The up and down nature of their alliance is obviously good for the series and for most of us becomes the real draw to the show. From the hints at the storyline for the rest of season 6, it sounds like the theme of change and control over one’s life will remain integral.
Beyond Martin and Louisa, Al is an important figure for whom change has been difficult. Every time he wants to change his life, he gets knocked down. He wants to go to school to study computers, but that never materializes. He wants to marry Pauline, but she wants to have more experiences and leave Portwenn. He wants to demonstrate some independence, but gets robbed in Africa and has to work and “sleep rough” to get enough money to return to Portwenn. He wants to stop working with his father and live on his own, but his plans to meet someone new fall flat and he ends up having to share Penhale’s home. Al is resourceful and capable and Aunt Ruth takes him under her wing and does her best to help him find other sources of income, but he’s limited by his lack of vision and possibly the confines of Portwenn itself. He should probably make a change by moving to where Pauline is, or at least somewhere else in England. That doesn’t seem to be a likelihood for him, so we’ll hope he finds some success (and there is a good possibility he will). He’s really rather static.
Ruth has already made a big change in her life by moving out of London to Portwenn. She’s managed to write a book and seems to find satisfaction in being a resource for her relatives and some townspeople, notably Al and Penhale. She’s become the bulwark of the community and a welcome cynic for the show. As a psychiatrist, she must be convinced that people can change and she can facilitate that.

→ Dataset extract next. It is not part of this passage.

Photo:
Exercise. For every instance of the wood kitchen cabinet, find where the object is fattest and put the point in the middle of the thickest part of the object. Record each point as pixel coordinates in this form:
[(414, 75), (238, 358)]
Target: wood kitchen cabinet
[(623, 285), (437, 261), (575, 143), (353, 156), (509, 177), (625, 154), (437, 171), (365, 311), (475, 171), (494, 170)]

Mike Pruddy does not appear to want to change. Of course, people with OCD have a hard time changing and often are convinced they don’t need to change. I suppose facing the problems with the military may force him to make some adjustments. We may never know what happens to him. Bert, too, is not one to change. He’s tried to start a new business, which has had some ups and downs, but he’s generally someone who will continue to take advantage of the odd money-making ventures he comes across and keep living his pedestrian life. He finds Portwenn has everything he wants and needs. Finally, Margaret, Martin’s mother, is not making any effort to change if all she came back to Portwenn for was to get money from Martin and she puts on an act of caring about JH. She remains a despicable woman/mother who appears to have few regrets about how she treated her son.
Do we have free will, and can we fundamentally change? I tend to agree with Martin, et. al. and think so. Change is very much something we all must deal with. To have a family, requires constant change as the children grow and their lives impact ours. Moreover, as we age, we inevitably change. If we’re lucky, we do so with some insight and love for our spouses that helps us adapt to the changes. We all want to maintain a sense of self while making some compromises to retain harmony. If we want to badly enough, we can make it happen.
Originally posted 2016-05-22 14:43:31.